From the Copenhagen Lupus and Vasculitis Clinic, Center for Rheumatology and Spine Diseases, Rigshospitalet, Copenhagen University Hospital, Denmark.
N. Tanha, MD, Research fellow, Copenhagen Lupus and Vasculitis Clinic, Center for Rheumatology and Spine Diseases, Rigshospitalet, Copenhagen University Hospital; R.B. Hansen, MD, Research Fellow, Copenhagen Lupus and Vasculitis Clinic, Center for Rheumatology and Spine Diseases, Rigshospitalet, Copenhagen University Hospital; C.T. Nielsen, MD, PhD, Copenhagen Lupus and Vasculitis Clinic, Center for Rheumatology and Spine Diseases, Rigshospitalet, Copenhagen University Hospital; M. Faurschou, MD, PhD, Copenhagen Lupus and Vasculitis Clinic, Center for Rheumatology and Spine Diseases, Rigshospitalet, Copenhagen University Hospital; S. Jacobsen, MD, Professor, Copenhagen Lupus and Vasculitis Clinic, Center for Rheumatology and Spine Diseases, Rigshospitalet, Copenhagen University Hospital.
J Rheumatol. 2018 Jul;45(7):934-941. doi: 10.3899/jrheum.170933. Epub 2018 Apr 15.
In a longitudinal cohort study, we investigated whether clinical and serological manifestations at the time of classification of systemic lupus erythematosus (SLE) were predictive of subsequent development of incident proteinuria as a biomarker of incident lupus nephritis.

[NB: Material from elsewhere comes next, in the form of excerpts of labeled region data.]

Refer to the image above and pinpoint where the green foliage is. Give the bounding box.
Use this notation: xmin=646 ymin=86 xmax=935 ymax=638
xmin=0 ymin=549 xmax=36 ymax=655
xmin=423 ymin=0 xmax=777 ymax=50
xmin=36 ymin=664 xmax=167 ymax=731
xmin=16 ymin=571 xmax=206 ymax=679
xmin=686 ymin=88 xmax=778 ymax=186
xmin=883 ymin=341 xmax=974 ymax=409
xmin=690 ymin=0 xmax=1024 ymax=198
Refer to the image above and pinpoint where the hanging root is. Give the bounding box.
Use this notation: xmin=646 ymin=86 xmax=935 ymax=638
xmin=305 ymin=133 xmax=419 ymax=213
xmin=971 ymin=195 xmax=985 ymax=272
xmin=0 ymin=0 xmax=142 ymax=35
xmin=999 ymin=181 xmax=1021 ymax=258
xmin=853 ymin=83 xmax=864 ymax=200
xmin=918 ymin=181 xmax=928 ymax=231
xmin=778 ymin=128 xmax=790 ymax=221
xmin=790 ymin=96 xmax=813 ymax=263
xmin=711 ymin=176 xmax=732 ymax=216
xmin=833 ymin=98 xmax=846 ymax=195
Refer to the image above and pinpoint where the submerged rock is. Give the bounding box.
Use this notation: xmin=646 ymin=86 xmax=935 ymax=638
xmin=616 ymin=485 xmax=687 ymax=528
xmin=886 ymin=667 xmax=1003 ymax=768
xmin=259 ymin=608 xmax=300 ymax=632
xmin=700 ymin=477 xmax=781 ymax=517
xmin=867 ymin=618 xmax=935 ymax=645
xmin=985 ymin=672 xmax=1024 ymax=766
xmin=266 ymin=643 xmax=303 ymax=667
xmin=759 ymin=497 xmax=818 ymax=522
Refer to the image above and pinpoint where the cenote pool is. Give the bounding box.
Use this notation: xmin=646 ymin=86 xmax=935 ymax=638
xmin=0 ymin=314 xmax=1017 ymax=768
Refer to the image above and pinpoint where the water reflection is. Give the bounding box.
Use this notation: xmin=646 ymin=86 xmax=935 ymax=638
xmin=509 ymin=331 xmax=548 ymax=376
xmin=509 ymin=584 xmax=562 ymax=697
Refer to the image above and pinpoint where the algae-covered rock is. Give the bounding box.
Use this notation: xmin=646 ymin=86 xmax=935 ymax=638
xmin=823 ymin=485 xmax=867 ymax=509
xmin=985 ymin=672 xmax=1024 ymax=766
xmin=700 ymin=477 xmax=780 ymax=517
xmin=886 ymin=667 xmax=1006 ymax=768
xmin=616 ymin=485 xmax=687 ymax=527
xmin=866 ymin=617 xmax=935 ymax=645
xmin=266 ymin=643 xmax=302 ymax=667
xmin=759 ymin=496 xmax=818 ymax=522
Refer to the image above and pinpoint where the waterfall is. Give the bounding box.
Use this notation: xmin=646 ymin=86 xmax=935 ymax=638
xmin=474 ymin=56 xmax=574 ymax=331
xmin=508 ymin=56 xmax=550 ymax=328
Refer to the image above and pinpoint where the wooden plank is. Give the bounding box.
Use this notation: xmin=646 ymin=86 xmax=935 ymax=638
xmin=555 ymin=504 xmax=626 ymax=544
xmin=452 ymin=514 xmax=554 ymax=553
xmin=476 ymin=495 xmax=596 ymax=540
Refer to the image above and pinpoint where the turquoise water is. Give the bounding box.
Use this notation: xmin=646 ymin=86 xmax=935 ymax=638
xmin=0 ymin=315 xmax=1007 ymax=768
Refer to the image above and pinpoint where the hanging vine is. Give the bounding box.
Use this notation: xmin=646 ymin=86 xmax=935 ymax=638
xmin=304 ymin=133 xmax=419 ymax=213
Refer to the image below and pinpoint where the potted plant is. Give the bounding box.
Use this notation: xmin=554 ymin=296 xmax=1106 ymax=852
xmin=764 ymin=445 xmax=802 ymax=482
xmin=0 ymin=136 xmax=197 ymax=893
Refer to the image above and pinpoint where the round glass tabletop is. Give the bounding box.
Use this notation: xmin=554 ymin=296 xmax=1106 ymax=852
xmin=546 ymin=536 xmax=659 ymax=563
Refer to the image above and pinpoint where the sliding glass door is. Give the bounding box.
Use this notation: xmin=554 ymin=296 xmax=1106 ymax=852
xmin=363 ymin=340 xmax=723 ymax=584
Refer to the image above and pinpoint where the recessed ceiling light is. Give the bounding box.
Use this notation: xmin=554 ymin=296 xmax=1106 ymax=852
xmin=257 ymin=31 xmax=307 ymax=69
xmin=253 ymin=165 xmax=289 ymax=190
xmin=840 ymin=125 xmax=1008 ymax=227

Patients fulfilling SLE classification criteria but having no proteinuria prior to or at the time of classification were included. Data on SLE manifestations, vital status, criteria-related autoantibodies, and SLE-associated medications were collected during clinical visits and supplemented by chart review. HR were calculated by Cox regression analyses.
Out of 850 patients with SLE, 604 had not developed proteinuria at the time of SLE classification. Of these 604 patients, 184 (30%) developed incident proteinuria following SLE classification. The patients had a median followup of 11 years and 7 months. Younger age and history of psychosis at the time of classification were associated with development of incident proteinuria, just as were lymphopenia (HR 1.49, 95% CI 1.08-2.06), anti-dsDNA (HR 1.38, 95% CI 1.01-1.87), and a high number of autoantibodies (HR 1.26, 95% CI 1.06-1.48).
The risk of incident proteinuria after onset of SLE was increased by the presence of lymphopenia, anti-dsDNA antibodies, psychosis, younger age, and a high number of autoantibodies at onset.
在一项纵向队列研究中,我们研究了系统性红斑狼疮(SLE)分类时的临床和血清学表现是否可预测随后发生蛋白尿作为狼疮肾炎事件的生物标志物。
纳入了在分类前或分类时没有蛋白尿但符合 SLE 分类标准的患者。在临床就诊时收集了 SLE 表现、生存状态、与标准相关的自身抗体以及与 SLE 相关的药物的数据,并通过病历回顾进行了补充。通过 Cox 回归分析计算 HR。
在 850 例 SLE 患者中,有 604 例在 SLE 分类时没有发生蛋白尿。在这 604 例患者中,有 184 例(30%)在 SLE 分类后发生了蛋白尿。患者的中位随访时间为 11 年 7 个月。分类时年龄较小和精神病史与发生蛋白尿有关,淋巴细胞减少症(HR 1.49,95%CI 1.08-2.06)、抗 dsDNA(HR 1.38,95%CI 1.01-1.87)和大量自身抗体(HR 1.26,95%CI 1.06-1.48)也是如此。
SLE 发病时存在淋巴细胞减少症、抗 dsDNA 抗体、精神病史、年龄较小和大量自身抗体可增加发生蛋白尿的风险。